The act establishes a maximum penalty of one year imprisonment and/or $10,000 fine for individuals engaged in corrupt practices, and a $50,000 fine for corporations so involved. In addition, the Attorney General is permitted to bring an action for the removal of a candidate whose election was materially aided by corrupt practices on the part of the candidate or one acting in his behalf, where such removal is otherwise authorized by law.


Path to the ballot

See also: Signature requirements for ballot measures in Massachusetts

An indirect initiated state statute is a citizen-initiated ballot measure that amends state statute. There are nine (9) states that allow citizens to initiate indirect state statutes.

While a direct initiative is placed on the ballot once supporters file the required number of valid signatures, an indirect initiative is first presented to the state legislature. Legislators have a certain number of days, depending on the state, to adopt the initiative into law. Should legislators take no action or reject the initiative, the initiative is put on the ballot for voters to decide.

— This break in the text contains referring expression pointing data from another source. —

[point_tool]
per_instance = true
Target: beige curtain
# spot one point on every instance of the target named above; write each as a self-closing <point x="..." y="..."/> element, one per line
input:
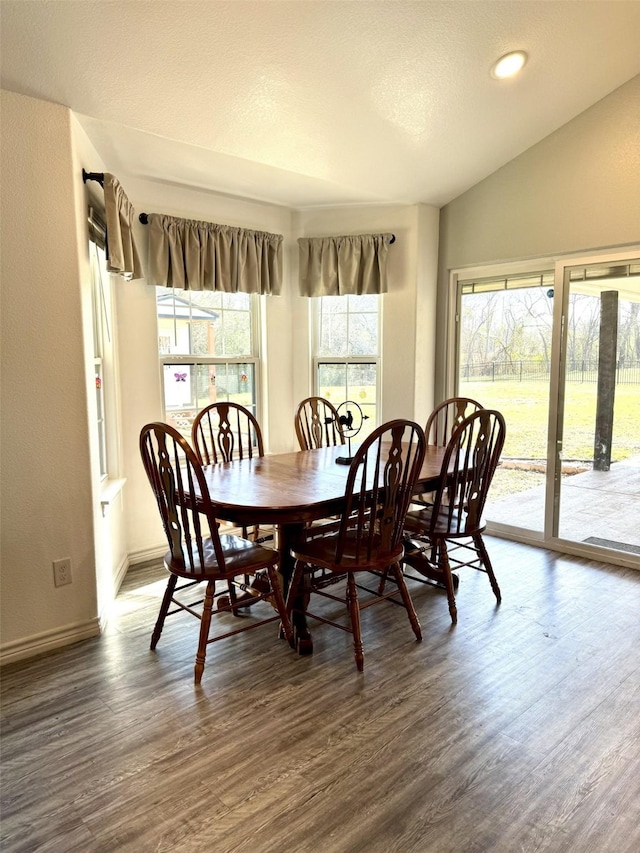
<point x="192" y="255"/>
<point x="337" y="266"/>
<point x="123" y="257"/>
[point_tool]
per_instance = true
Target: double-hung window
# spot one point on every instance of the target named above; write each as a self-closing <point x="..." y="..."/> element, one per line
<point x="347" y="353"/>
<point x="207" y="350"/>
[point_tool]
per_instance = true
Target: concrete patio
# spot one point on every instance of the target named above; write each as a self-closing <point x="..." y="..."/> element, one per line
<point x="597" y="507"/>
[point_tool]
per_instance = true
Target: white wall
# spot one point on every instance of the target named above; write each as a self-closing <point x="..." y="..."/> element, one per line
<point x="46" y="482"/>
<point x="576" y="190"/>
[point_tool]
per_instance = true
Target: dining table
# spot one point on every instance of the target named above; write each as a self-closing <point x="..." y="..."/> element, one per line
<point x="290" y="490"/>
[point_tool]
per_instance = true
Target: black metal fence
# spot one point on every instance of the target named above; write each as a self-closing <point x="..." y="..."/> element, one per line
<point x="577" y="371"/>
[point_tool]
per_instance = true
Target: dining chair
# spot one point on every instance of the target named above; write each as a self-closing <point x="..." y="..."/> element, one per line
<point x="198" y="552"/>
<point x="317" y="424"/>
<point x="441" y="424"/>
<point x="222" y="432"/>
<point x="380" y="482"/>
<point x="447" y="416"/>
<point x="451" y="527"/>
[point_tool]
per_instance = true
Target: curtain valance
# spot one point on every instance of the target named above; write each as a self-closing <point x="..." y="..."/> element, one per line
<point x="349" y="265"/>
<point x="122" y="253"/>
<point x="192" y="255"/>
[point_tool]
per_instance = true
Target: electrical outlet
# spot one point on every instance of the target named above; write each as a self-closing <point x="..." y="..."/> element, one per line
<point x="62" y="571"/>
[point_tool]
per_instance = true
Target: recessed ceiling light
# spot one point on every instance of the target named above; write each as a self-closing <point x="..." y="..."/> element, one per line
<point x="509" y="64"/>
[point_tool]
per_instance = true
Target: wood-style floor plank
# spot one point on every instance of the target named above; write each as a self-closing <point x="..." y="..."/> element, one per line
<point x="516" y="731"/>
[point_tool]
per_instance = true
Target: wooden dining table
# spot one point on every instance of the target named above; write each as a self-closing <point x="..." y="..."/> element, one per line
<point x="289" y="490"/>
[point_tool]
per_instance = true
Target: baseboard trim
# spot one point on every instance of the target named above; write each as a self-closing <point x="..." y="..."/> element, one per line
<point x="145" y="555"/>
<point x="48" y="641"/>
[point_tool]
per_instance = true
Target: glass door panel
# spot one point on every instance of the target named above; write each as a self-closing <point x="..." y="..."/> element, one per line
<point x="597" y="479"/>
<point x="504" y="362"/>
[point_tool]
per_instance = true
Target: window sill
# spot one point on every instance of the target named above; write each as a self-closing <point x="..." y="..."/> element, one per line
<point x="109" y="491"/>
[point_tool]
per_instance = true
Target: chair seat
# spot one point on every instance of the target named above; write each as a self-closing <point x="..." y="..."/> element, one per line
<point x="321" y="552"/>
<point x="241" y="557"/>
<point x="452" y="526"/>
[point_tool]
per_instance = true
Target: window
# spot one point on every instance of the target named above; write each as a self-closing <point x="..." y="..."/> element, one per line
<point x="347" y="352"/>
<point x="206" y="345"/>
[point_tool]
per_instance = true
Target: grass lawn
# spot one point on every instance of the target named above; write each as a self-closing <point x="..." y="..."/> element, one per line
<point x="525" y="406"/>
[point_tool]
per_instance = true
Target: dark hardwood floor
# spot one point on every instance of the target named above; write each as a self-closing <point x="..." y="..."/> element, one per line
<point x="516" y="731"/>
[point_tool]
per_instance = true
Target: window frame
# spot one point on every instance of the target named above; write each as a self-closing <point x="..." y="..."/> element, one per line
<point x="195" y="361"/>
<point x="318" y="360"/>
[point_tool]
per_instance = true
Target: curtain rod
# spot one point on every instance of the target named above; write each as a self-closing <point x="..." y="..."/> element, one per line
<point x="144" y="217"/>
<point x="93" y="176"/>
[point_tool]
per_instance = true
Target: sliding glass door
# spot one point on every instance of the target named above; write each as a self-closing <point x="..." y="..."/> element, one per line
<point x="504" y="362"/>
<point x="596" y="483"/>
<point x="556" y="348"/>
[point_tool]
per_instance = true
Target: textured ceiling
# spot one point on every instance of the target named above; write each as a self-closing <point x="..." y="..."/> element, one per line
<point x="317" y="102"/>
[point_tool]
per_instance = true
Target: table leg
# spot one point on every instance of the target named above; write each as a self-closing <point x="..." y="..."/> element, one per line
<point x="287" y="535"/>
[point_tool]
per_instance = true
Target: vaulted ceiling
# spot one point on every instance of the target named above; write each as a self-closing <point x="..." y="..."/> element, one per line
<point x="312" y="103"/>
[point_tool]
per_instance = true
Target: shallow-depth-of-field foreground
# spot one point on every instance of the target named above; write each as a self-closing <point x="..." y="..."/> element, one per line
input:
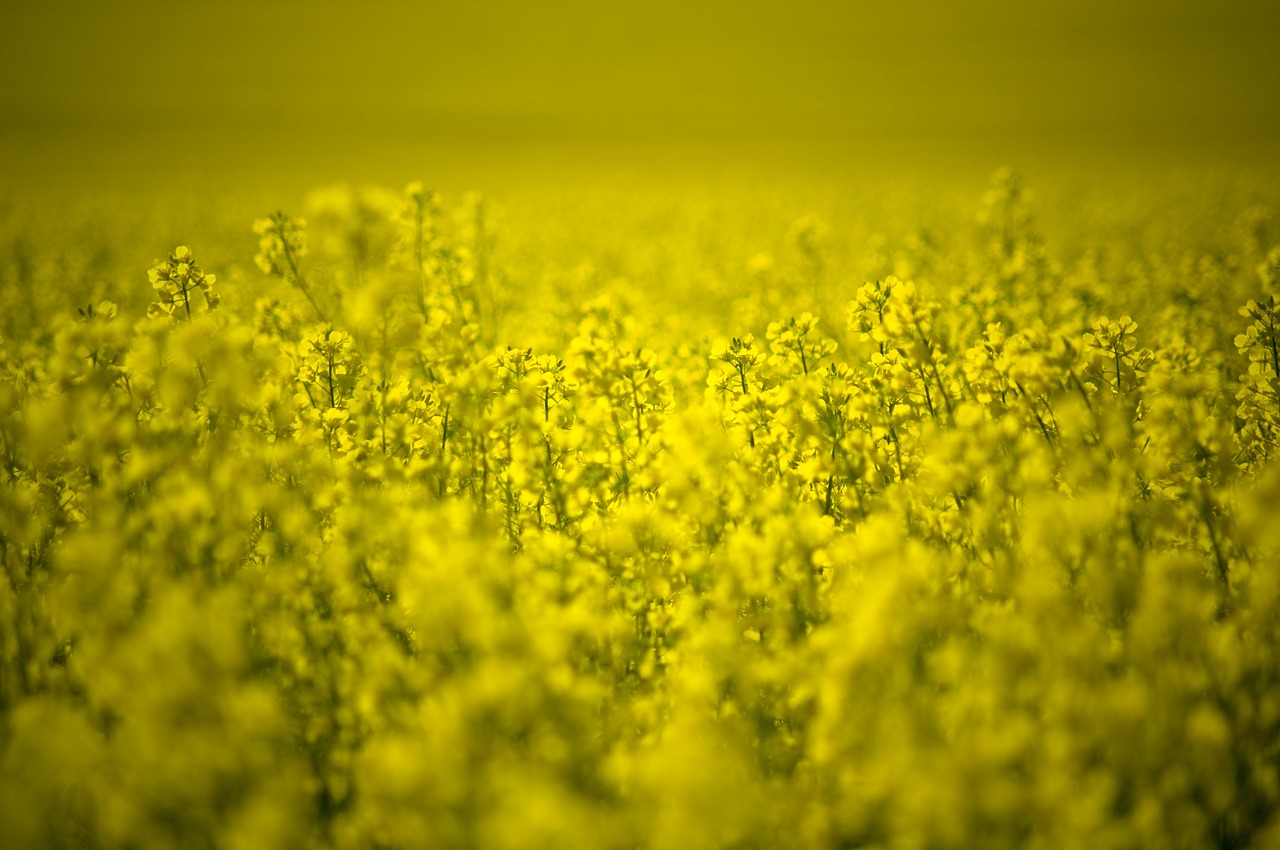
<point x="403" y="519"/>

In Massachusetts, the number of signatures required for an indirect initiated state statute is equal to 3% of the votes cast in the last gubernatorial election. Massachusetts also has a distribution requirement that requires no more than 25% of the certified signatures on any petition can come from a single county.

The state Legislature has until the first Wednesday of May in the election year to pass the statute. If the legislature does not pass the proposed statute, proponents must collect a second round of signatures equal to 0.5% of the votes cast in the last gubernatorial election. The Legislature also has the power to place an alternative measure alongside the proposed statute via a simple majority vote of the state legislature.

A simple majority vote is required for voter approval. However, the number of affirmative votes cast for the measure must be greater than 30% of the votes cast in the election.